In order to identity their location to the Chinook, at the last moment Robbo left the building and fired several miniflares. The problem was that it also identified their position to the Iraqis searching for them, who then opened fire on Bravo’s new position. At 1120 just as the Chinook was approaching their position, it was riddled with heavy automatic fire causing multiple casualties in the hold. The pilot had narrowly avoided 3 RPG7 rockets fired at the helicopter, but could not avoid the huge volume of AK47 fired at them and had to abort the mission and take the wounded back to camp.  The Iraqis were now closing in on Bravo’s position and Robbo’s men were firing single shots due to the critical ammunition shortage. By 1135, Robbo decided they couldn’t stay static any longer or they would be overrun due to ammunition shortages. They executed fire and manoeuvre procedures to get them away, identifying enemy firing positions to each other as they fought their way out. 

Meanwhile, at 1138, the vehicle-borne QRF had arrived at Alpha’s position and immediately came under fire, which they returned with the .50 heavy machine guns mounted on the WMIKs. Robbo’s men were now close enough to hear the .50 fire and were concerned about blue on blue casualties, as he was not sure the QRF knew their position. At 1145 Robbo ordered Pte Freddie Ellis to take a message across the bullet-swept ground to the Scimitars of the HCR which had also arrived and were engaging the Iraqis to let them know Bravo’s position. Pte Ellis got safely to the HCR, which provided covering fire as Robbo and Bravo extracted from their position with just a few rounds left in their magazines. The time was now 1150. It was only then that the battle group became aware, through an Iraqi doctor, that 6 Royal Military Policemen had been trapped in the town police station on a routine visit and during the course of the battle fought by 8 Platoon, had been attacked and brutally murdered by armed Iraqis. They too had been beset by communication problems and had not been able to relay their positions. The Iraqi doctor was allowed to drive the bodies in two trips from the police station to the QRF location on the edge of town. The RMP bodies had 30 or more bullet wounds each and seeing the dead British soldiers angered the QRF who were desperate to go back into Al Majar to exact some sort of revenge, but the CO of 1 Para refused to inflame the situation more and ordered his men back to base. During the 3 hour firefight, the Iraqis are thought to have suffered over 100 casualties, but the final total has never been confirmed.                                    
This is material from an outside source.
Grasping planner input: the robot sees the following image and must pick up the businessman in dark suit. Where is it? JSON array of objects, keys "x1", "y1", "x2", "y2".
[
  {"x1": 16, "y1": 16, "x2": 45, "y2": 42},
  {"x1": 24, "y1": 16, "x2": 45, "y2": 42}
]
Sgt Robertson’s CGC was announced in the London Gazette dated 23rd April 2004. This was the first CGC to be awarded to a soldier serving with the Parachute Regiment. (There have been 3 earlier to Paras but they were serving with the SAS). Part of Robbo’s citation reads:   

Throughout this action, Robertson displayed bravery and leadership of the highest order. He consistently placed himself in extreme danger with no concern for his personal safety. His cool-headedness and tactical skill were inspirational. Despite overwhelming odds, during a sustained firefight lasting over two hours in a built-up area, he managed to extract his entire multiple to safety without serious injury or loss of life. Subsequent intelligence reports indicated that somewhere between 50 and 100 fighters armed with AK47 rifles, 12.7mm heavy machine guns (Dushka) and rocket-propelled grenades engaged Robertson’s 13 man multiple. To Robertson and the multiple’s credit, local sources reported that the enemy was exceptionally impressed by the tactical conduct of the multiple and the accuracy of its marksmanship.   


The CGC was presented by HM The Queen at Buckingham Palace on 14th October 2004, but as Robbo had already been discharged, he attended in civilian dress. The medals are to be offered by the recipient together with supporting documentation, including letters of congratulation from the Prince of Wales, Gen Sir Mike Jackson, Lt Gen Sir John Reith, CO 4 PARA, Regt Colonel, RSM 3 PARA, 11 photos including the presentation by HM The Queen, investiture programme, passing out programme, 2 maps of Al Amarah and area, copies of various testimonials and confidential reports, para beret and cap badge, gallantry medallist tie and the book Last Round by Mark Nichol, from which most of the above detail has been derived.